It is true it is hard to imagine the Watchtower Society allowing outside historians to consult their archives in New York. But I think it is interesting that they have allowed some historians in Germany to access their archives in that country. The Watchtower Society must have calculated that the benefit from helping academics to write about and thus promote their history during the Third Reich was worth any risk involved. It is hard to imagine any similar benefit would result from opening their archives in the United States to outside researchers, so it remains unlikely.
The Watchtower Society has been equivocal about outside research of their movement in recent years. On the one hand Witness lawyer Carolyn Wah wrote an article in the Review of Religious Research encouraging/advising researchers how to go about studying Jehovah's Witnesses, while at the same time the Service Department has been sending out letters telling elders not to cooperate with researchers. It seems as if the left hand does not know what the right hand is doing, or there are significant differences of opinion over what approach should be adopted at the headquarters.

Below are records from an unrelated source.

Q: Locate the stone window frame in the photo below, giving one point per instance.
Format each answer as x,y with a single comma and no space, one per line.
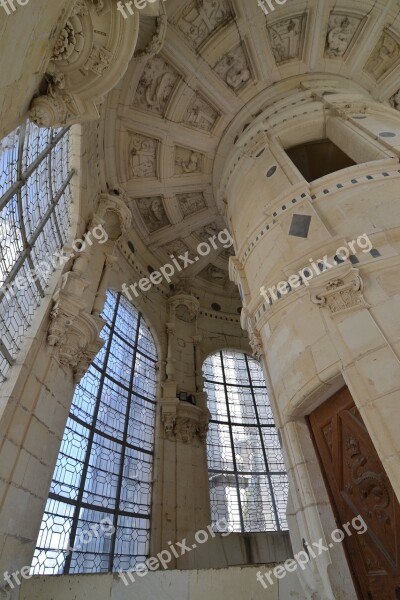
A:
86,517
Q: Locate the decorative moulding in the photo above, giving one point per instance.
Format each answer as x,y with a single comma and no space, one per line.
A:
89,58
73,333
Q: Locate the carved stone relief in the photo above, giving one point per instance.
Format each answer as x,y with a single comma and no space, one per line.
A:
286,38
341,30
234,68
342,294
395,100
143,156
153,213
156,86
187,161
205,233
384,56
200,114
191,203
200,18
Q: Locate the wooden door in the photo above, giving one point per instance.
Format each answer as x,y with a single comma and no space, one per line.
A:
358,485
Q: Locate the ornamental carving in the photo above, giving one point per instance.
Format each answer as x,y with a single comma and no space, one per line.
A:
152,212
200,114
88,59
73,333
184,422
191,203
342,294
5,592
395,100
341,30
157,41
187,161
185,307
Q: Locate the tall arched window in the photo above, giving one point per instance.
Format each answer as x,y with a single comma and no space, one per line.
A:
97,516
35,199
247,478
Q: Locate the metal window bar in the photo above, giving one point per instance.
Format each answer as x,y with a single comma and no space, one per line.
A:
13,198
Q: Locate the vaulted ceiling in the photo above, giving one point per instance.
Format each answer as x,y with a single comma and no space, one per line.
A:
163,124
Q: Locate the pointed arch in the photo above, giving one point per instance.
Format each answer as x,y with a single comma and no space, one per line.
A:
97,517
247,478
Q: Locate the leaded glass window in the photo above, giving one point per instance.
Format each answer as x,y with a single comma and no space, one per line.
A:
97,517
247,478
35,200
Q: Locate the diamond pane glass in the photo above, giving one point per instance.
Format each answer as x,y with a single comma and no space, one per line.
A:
97,516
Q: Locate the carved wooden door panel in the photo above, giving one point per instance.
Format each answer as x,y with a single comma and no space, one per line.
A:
358,485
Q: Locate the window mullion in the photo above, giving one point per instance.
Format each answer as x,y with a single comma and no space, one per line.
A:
78,506
233,446
271,489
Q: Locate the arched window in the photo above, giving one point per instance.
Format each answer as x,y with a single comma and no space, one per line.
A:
35,199
97,516
247,478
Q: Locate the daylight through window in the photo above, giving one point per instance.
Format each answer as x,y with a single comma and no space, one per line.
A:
247,478
97,517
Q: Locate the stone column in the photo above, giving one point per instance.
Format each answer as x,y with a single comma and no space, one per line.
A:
340,324
35,404
181,495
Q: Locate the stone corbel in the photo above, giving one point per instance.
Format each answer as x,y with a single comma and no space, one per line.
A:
113,204
341,294
73,332
89,58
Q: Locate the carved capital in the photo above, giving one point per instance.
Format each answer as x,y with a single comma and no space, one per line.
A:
344,293
73,333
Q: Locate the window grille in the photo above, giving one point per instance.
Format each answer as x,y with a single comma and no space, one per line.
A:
247,478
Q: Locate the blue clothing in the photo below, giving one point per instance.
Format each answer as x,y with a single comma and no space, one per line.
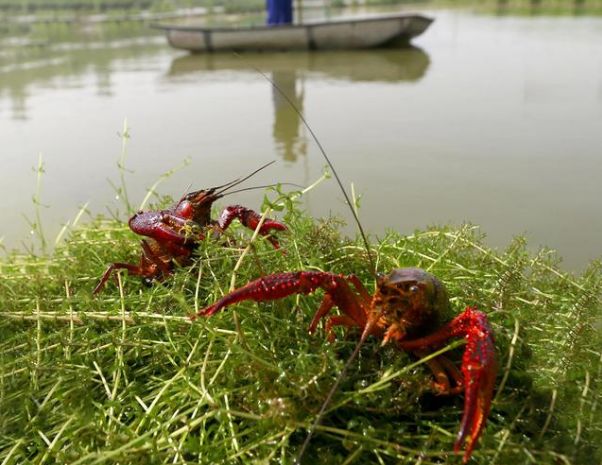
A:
279,12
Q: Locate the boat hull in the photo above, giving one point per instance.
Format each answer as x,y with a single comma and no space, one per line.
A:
333,35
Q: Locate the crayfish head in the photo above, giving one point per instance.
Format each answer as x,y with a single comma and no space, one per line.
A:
196,206
410,301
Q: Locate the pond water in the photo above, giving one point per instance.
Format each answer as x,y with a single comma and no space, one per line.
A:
490,119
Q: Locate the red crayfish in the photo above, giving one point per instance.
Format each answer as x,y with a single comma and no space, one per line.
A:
404,310
173,234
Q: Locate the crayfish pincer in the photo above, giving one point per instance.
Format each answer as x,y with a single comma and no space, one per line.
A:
404,310
172,235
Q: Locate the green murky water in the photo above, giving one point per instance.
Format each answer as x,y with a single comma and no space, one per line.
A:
493,119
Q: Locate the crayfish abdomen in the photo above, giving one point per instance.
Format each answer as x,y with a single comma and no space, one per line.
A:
405,309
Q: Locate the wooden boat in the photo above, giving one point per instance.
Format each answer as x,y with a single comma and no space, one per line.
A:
367,32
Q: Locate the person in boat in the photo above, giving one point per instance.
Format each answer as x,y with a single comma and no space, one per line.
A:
279,12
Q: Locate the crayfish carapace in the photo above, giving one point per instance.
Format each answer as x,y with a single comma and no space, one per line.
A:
173,234
404,310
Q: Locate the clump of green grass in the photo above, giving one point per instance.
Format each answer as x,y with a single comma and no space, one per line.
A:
127,378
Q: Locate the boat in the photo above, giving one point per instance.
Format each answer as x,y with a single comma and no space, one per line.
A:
336,34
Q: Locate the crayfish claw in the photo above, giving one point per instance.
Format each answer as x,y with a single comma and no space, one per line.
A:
479,368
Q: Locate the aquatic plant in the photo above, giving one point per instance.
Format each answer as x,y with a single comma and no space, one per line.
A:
127,378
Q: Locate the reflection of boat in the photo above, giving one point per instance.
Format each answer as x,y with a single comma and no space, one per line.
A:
368,32
407,64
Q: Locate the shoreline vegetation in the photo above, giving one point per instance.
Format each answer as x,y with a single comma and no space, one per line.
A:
127,378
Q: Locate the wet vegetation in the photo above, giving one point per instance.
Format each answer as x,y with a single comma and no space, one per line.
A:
127,378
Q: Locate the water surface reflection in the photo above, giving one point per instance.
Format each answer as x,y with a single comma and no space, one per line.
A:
288,72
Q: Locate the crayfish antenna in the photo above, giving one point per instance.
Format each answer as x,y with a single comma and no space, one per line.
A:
370,260
236,182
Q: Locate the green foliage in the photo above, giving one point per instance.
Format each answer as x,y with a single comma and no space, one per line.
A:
127,378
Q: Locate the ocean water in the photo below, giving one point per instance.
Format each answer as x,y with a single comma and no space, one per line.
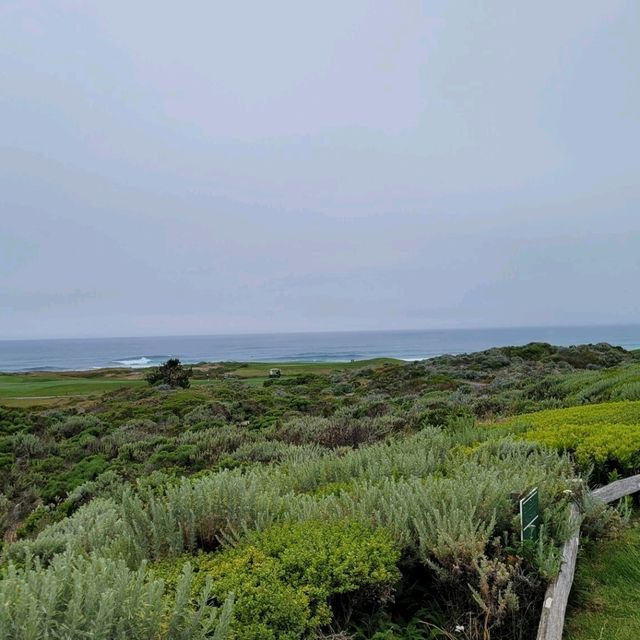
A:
84,354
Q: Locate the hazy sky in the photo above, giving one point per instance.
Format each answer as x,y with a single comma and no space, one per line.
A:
216,166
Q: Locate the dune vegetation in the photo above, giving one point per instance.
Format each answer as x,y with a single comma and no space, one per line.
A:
369,500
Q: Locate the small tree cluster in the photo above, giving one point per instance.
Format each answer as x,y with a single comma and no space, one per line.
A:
171,373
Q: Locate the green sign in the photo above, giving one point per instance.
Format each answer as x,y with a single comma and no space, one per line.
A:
530,516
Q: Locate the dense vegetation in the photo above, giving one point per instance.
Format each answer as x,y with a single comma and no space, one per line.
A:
606,591
364,502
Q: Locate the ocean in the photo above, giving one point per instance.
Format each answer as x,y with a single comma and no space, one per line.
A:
93,353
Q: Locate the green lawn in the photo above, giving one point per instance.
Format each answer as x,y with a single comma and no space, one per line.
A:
30,389
606,593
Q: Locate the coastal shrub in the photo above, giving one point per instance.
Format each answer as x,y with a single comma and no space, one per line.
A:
605,437
102,598
287,578
338,431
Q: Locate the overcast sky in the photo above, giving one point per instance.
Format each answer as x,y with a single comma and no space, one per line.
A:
223,167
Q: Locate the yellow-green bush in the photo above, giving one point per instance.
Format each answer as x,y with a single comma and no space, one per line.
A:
605,436
284,578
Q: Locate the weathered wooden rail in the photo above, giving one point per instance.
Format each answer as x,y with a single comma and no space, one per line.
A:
554,607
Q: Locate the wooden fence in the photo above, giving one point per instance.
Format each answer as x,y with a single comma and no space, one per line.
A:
555,600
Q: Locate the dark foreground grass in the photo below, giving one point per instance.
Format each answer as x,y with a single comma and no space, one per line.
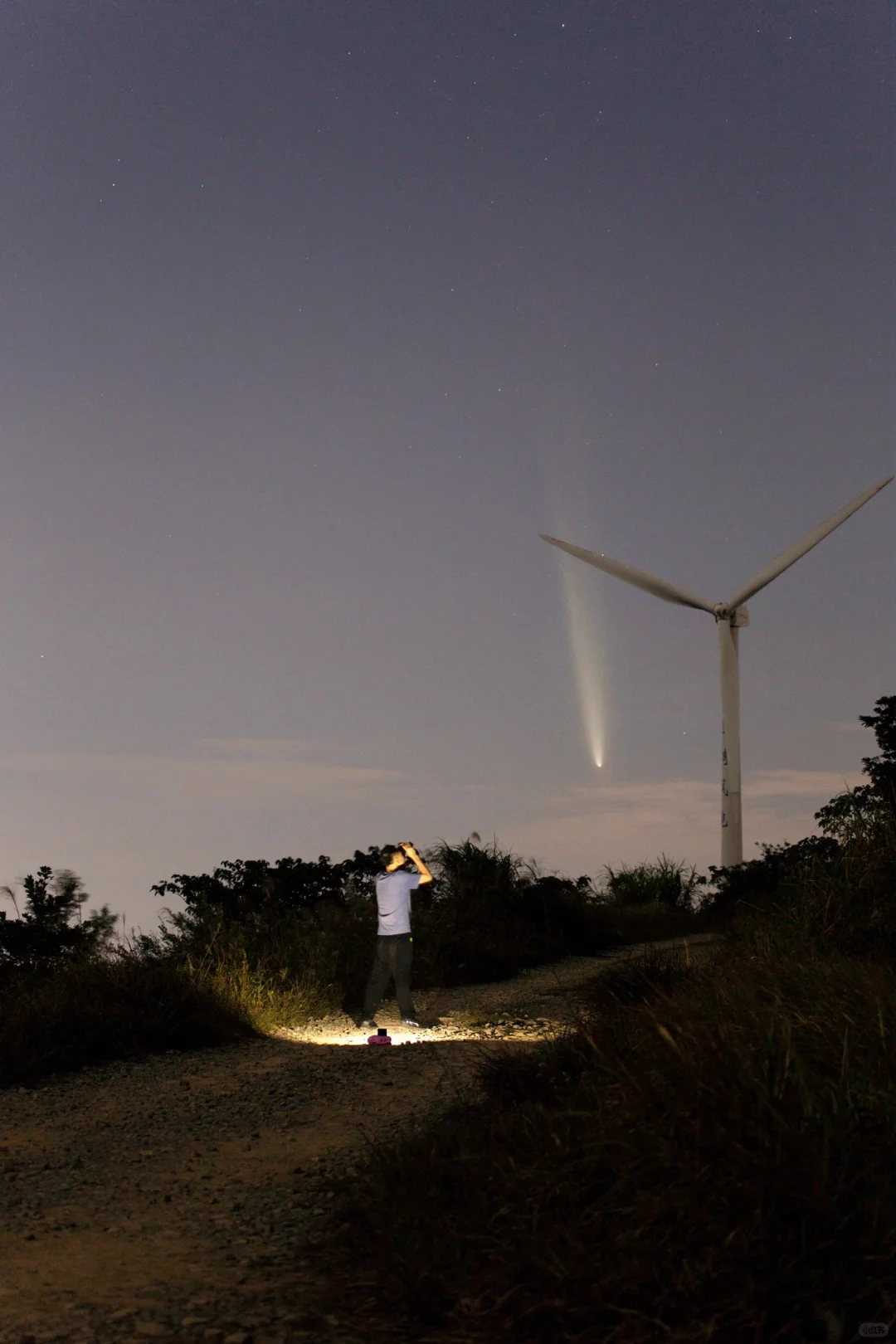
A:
88,1012
711,1157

But those contradictions having been acknowledged, as a generalisation I think it still may be fair to say that the Watchtower Society has become more open to academic research of the movement in recent years. Bethelites such as Jolene Chu and Johannes Wrobel have been encouraged to write articles for academic journals on Watchtower history; they have allowed outside researchers to consult their archives in Germany; and representatives of the Watchtower Society have taken part in conferences alongside academic historians. The knee-jerk responses of the notoriously reactionary Service Department notwithstanding those are significant developments in their own right.